CD30, ALK, EBER, and T-cell receptor γδ were negative. Based on the aggressive clinical behavior, multiorgan involvement, and cytotoxic immunophenotype, we diagnosed the lesions as aggressive epidermotropic CD8+ T-cell lymphoma. Although CD2 positivity is inconsistent with the aggressive epidermotropic CD8+ T-cell lymphoma, its absence is not essential for the diagnosis of this lymphoma. Berti et al reported that 2 out of 8 cases of aggressive epidermotropic T-cell lymphoma were negative for CD2 . After radiation therapy, 30 Gry/10 fraction, the lesion was markedly scaled down in a week. One month later, however, the patient died of cardio-respiratory failure.
Transformation to the aggressive form has been occasionally documented in CD8+ cutaneous lymphomas . Ito et al reported a case of CD8+ cutaneous lymphoma showing a 2-year indolent course followed by transformation into the aggressive phase . Because the chemokine receptors, CXCR3, CXCR4, CCR4 and CCR7, have been proposed to be involved in the behavior of cutaneous T-cell lymphoma , we performed immunostaining for these.

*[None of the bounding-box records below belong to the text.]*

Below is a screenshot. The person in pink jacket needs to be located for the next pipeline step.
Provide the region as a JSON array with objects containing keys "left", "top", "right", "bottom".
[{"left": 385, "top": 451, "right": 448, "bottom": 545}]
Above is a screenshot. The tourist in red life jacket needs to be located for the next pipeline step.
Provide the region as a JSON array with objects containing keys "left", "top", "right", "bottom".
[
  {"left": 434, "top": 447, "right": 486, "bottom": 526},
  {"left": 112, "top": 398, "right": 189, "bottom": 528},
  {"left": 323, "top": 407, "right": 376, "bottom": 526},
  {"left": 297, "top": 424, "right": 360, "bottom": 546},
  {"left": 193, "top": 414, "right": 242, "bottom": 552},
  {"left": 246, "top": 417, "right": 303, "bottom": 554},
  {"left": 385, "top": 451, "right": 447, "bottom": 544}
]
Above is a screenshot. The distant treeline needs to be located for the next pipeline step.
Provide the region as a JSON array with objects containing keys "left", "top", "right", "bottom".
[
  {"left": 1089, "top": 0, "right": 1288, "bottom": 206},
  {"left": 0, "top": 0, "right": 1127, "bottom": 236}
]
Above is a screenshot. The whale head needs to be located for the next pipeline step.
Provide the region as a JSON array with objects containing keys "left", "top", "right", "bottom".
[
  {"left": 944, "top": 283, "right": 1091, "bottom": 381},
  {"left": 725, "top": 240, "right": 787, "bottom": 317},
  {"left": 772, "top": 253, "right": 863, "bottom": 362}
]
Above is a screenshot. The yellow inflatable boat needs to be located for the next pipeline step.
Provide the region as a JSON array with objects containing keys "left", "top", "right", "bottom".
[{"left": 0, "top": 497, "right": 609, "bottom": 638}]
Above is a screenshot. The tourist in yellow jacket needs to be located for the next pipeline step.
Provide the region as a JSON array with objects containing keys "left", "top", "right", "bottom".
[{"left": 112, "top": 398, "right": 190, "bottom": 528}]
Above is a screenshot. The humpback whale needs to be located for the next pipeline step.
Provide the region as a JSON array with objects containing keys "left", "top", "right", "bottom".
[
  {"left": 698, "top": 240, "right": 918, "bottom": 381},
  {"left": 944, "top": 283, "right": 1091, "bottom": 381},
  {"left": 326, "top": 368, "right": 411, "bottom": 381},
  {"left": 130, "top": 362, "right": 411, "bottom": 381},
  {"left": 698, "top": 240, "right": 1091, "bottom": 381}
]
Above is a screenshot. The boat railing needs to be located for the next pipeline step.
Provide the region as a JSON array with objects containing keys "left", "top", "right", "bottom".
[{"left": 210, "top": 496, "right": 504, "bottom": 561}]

CCR4 is a skin homing chemokine. In cutaneous T-cell lymphoma, e.g. mycosis fungoides and Sézary syndrome, malignant lymphocytes are reported to be positive for CCR4. The expression of CCR4 might be involved in recruitment of malignant lymphocytes to the skin. CCR7 is reported to be positive in Sézary syndrome and negative in mycosis fungoides [5, 6]. CCR7 is crucial in lymphocyte migration and chemotaxis to lymph nodes . Therefore, its expression might be associated with the aggressive behavior of Sézary syndrome.
We found that CCR7converted to positive in the pharynx lesion of the aggressive phase, whereas CCR4 remained negative. The phenotype of CCR7+CCR4－ might explain the disseminated behavior and decreased epidermotropism in our case.
We found the occurrence of CCR7-positive conversion in the process of transformation from the indolent to the aggressive phase in primary cutaneous aggressive epidermotropic CD8+ T-cell lymphoma. CCR7-positive conversion might partly contribute to the aggressive behavior of tumor in our case.